Estimate versus Guess

As our culture changes at an even increasing rate of speed, it becomes more important to instill in the younger generations basic facts about honesty, logic, integrity. The ways we as a society convey our ideas, using ever increasing acronyms and misspellings for the sake of brevity (lol), remain problematic. The results range somewhere between complete miscommunication and utter global disaster.

The solution may be instilling in our younger generations a better grasp of language or at least a standard for the language we use.

Do you know the difference between an estimate and a guess?

Most people would say “yes”, but for clarity's sake please read on…

A group sits in a conference room, a long table in the middle with chairs around.
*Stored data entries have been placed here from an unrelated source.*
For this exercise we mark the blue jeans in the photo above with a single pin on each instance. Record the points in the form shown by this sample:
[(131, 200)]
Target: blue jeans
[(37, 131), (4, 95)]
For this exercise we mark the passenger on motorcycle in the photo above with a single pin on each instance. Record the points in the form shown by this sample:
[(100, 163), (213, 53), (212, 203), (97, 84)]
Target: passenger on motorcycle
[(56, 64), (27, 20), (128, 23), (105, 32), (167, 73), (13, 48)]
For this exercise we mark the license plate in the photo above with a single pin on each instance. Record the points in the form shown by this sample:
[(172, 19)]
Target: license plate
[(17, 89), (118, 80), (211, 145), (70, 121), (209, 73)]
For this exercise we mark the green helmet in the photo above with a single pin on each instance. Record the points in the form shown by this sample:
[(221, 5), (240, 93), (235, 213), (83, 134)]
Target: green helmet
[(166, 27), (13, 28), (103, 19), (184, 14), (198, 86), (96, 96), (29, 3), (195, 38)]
Ms. L: I want you to give me estimates but I don’t want you to guess.

Mr. A: Okay

Ms. L: Please let me give you an example of an estimate. Take this table for example: based on your ability to see the table and your proximity to the table and your experience with different sized tables, you would be able to estimate the length of this table.

Mr. A: Approximately.

Ms. L: Yes.

Mr. A: Well, it’s more than six feet but less than 10, I’ll guess, 8 and a half feet.

Ms. L: Actually, that’s an estimate, because you looked at it and reasoned it out. I happen to know that this table is 8 feet long, so your estimate was very close to correct. But if you had said anything between 6 and 10 feet, that too would be correct because you are estimating.

Mr. A: Okay, great!

Ms. L: But if I asked you how long my dining room table is at home, you would have to guess. You haven’t been to my house to see the table. I might not even have a dining room table. So for you to answer, that would be a guess.

Mr. A: I understand.

Ms. L: Great. Are you ready to proceed?

Mr. A: I guess.

Ms. L: cries….

Agreement of language is essential for good communication. If you aren’t sure what something means, ask. Language is fluid. Words have a variety of definitions. If you understand the language but you don’t understand the message, ask: what do you mean by that? What’s the point?


Rose said...

I have to write an assignment on the difference between the two words for school. I found your page through Google. It is very helpful, thanks a lot!